Stanford Law Student Realizes Dream of Competing on Jeopardy! – Twice

3L’s Amusing Grammar Gaffe Makes Him a Social Media Star

Stanford Law Student Realizes Dream of Competing on Jeopardy! – Twice
Jeopardy! host Ken Jennings, left, with 3L contestant Jack Weller.

Jack Weller, JD ’23 (BA ’15), grew up in San Diego watching Jeopardy! with his family. He honed his competitive trivia skills in middle school as a geography bee state finalist. Literary references and obscure historical facts have long been his jam.  

So the early months of the pandemic lockdown seemed like the ideal time to finally audition for the long-running trivia show. After his initial online test in 2020, he aced several more rounds of quizzes and screen tests before being selected to play in his first tournament, which aired in January 2021. Weller came within inches of winning against Stanford University alum Brian Chang (BA/MA ’06), a Chicago-based lawyer. After losing a tie-breaking challenge to Chang, Weller was one of a select few invited back for the game show’s new Second Chance Tournament, which aired on October 25, 2022. 

“Lawyers are actually highly represented as Jeopardy! contestants,” says Weller, who spent months preparing for the tournaments by reading up on everything from Balzac to the Bible, making thousands of flashcards, and using a ballpoint pen as a makeshift buzzer while running through practice games. “I think it has something to do with the competitive nature of most lawyers, the fact that they tend to be well read, and are generally good at accessing a lot of data quickly, and thinking on their feet.” 

Ironically, it was the one moment Weller did not think on his feet, during the recent Second Chance Tournament, that garnered him social media fame and a starring role in Jeopardy!’s first-ever TikTok video.

“Plurals That Don’t End in S” was the category. The word: moose. What’s the plural of moose?

If “geese” is the plural of “goose,” why isn’t “meese” the plural of “moose?” Anyone who has considered the idiosyncrasies of the English language has thought about it.

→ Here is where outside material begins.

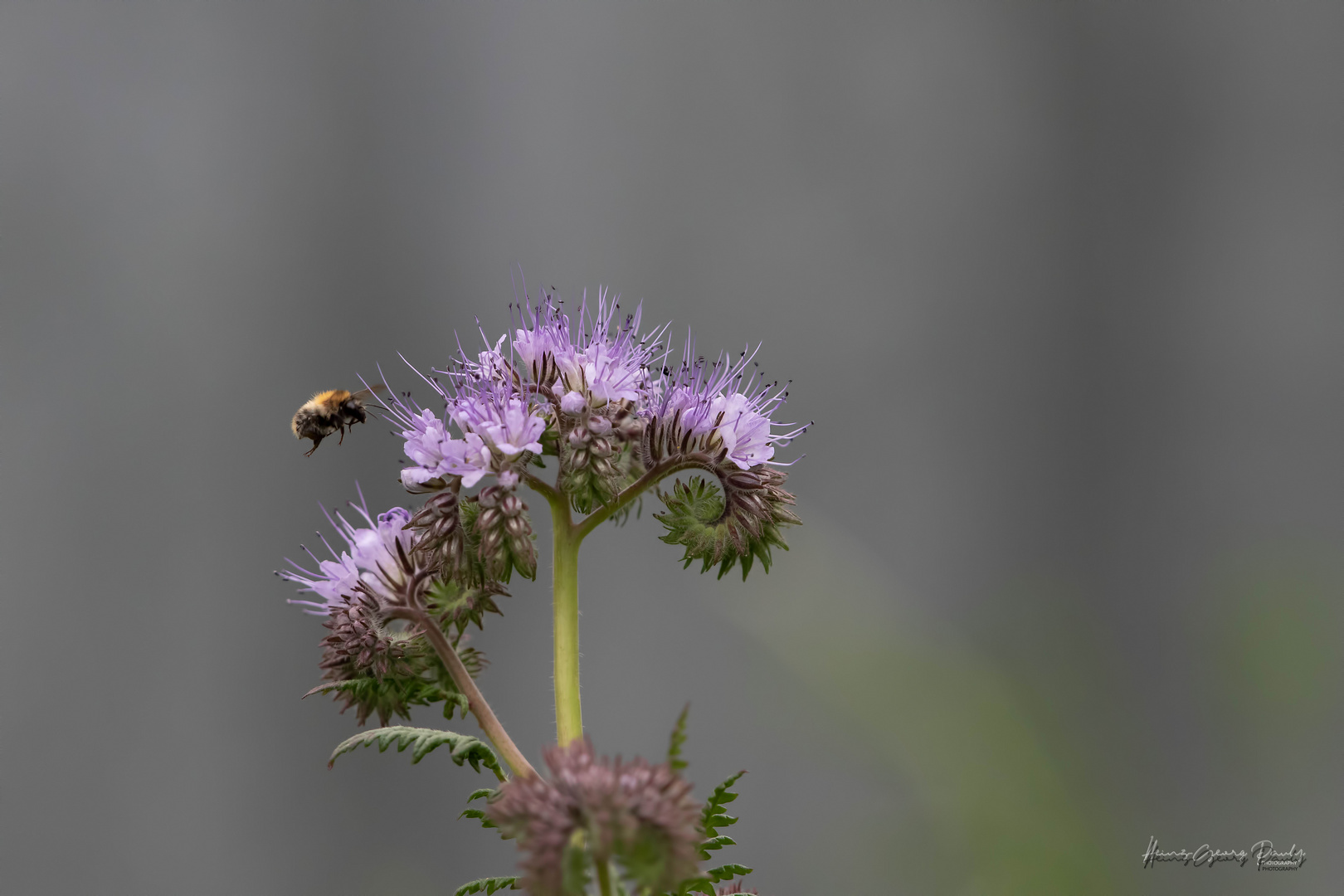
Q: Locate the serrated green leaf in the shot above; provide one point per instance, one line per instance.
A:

Unfortunately for Weller – or perhaps fortunately, given the ensuing notoriety – he thought about it just as he pressed the buzzer.

“As soon as the word ‘meese’ came out of my mouth, I knew it was going to go viral,” laughs Weller.

And go viral it did. 

Entertainment site The Wrap summed it up best on Twitter: “Jack Weller didn’t just win “Jeopardy!” on Tuesday, he also won audience hearts with a hilarious wrong answer that even gave host Ken Jennings a laugh.”

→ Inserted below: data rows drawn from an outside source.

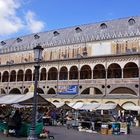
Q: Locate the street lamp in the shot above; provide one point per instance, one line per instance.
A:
(37, 58)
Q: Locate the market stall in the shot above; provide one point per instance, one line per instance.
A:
(24, 104)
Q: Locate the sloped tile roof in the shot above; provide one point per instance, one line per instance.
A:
(119, 28)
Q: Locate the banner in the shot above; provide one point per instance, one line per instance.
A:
(70, 89)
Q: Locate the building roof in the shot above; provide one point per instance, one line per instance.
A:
(119, 28)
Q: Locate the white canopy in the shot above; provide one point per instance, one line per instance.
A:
(58, 104)
(10, 99)
(132, 108)
(26, 99)
(77, 105)
(109, 106)
(90, 106)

Luckily for Weller, he already was comfortably ahead of his opponents when he made his “meese-take.” He went on to win $10,000, which he plans to use for his post-graduation bar trip. After that, it will be on to Washington, D.C., where he will join the progressive voting rights law firm Elias Law Group.

“I think studying for Jeopardy! is actually not far removed from bar prep in that both require digesting large amounts of information, some quite obscure,” Weller says. 

His experience on the game show will surely inform his future practice of law, he continues. “One thing I learned from the ‘meese-take’ was that even when you make an obvious mistake (and on national television!) you have to keep a cool head.”